Chassi de Grilo, de mero protegido, subiu rapidamente na hierarquia. Agora era o braço direito do Tamanduá, que a tudo lhe confiava. Isso, aliás, trouxe autoestima para o mirrado, agora cultivando até um fino bigode debaixo da fuça. Revólver na virilha, mandava e desmandava, já que Tamanduá não queria se preocupar com esses pequenos aborrecimentos.

Depois de quase dez anos, Tamanduá viu a organização crescer de maneira vertiginosa. Até o juiz do local sabia quem mandava e desmandava, a polícia não se atrevia a enfrentar o chefe mor do crime. Todos o tinham na mais alta conta, seja por respeito, seja por puro medo. Por isso, não era raro alguém ir lhe pedir um favor. E foi justamente num desses dias que aconteceu algo que encheu o coração do Chassi de Grilo de regozijo.

Aquele mesmo sargento, que havia humilhado o braço direito do Tamanduá, foi até o escritório do crime pedir um favor. Agora reformado, o homem foi reclamar que sua filha adolescente havia sido molestada por um vizinho. Tamanduá não quis saber dessa conversa e logo falou para o Chassi de Grilo resolver aquela pendenga. E, assim que viu aquele homem suplicando por ajuda, Chassi o observou minuciosamente.

– Pode ficar tranquilo, vou dar um jeito nesse homem que fez mal pra sua filha.

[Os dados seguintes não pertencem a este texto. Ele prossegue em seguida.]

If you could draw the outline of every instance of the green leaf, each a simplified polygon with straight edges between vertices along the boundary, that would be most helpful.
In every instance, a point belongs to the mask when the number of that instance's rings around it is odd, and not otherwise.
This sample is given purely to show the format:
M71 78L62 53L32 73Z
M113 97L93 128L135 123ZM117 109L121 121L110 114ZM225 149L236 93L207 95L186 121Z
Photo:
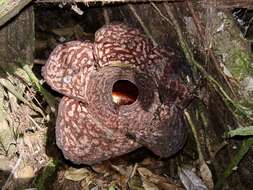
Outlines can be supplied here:
M253 135L253 126L241 127L234 129L228 132L229 137L234 136L252 136Z
M116 190L114 186L109 187L108 190Z
M89 177L90 171L87 168L69 168L64 177L71 181L81 181Z
M238 168L239 163L244 158L249 149L252 147L252 145L253 145L253 137L247 138L242 142L240 149L235 154L234 158L232 158L232 160L230 161L229 165L227 166L227 168L223 173L223 176L219 178L214 189L221 189L224 180Z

– Muito obrigado, senhor! Não sei nem como agradecer o senhor.

– Pois eu sei como.

O homem arregalou os olhos e, passivamente, apenas aguardou que o Chassi de Grilo lhe falasse o que ele deveria fazer. O braço direito do Tamanduá, por sua vez, cofiou suavemente a ponta do fino bigode e, com um sorriso de vingança, disse.

– Tá vendo aquelas batatas ali no canto? Quero elas bem descascadinhas. Hoje tô com vontade de comer umas fritas.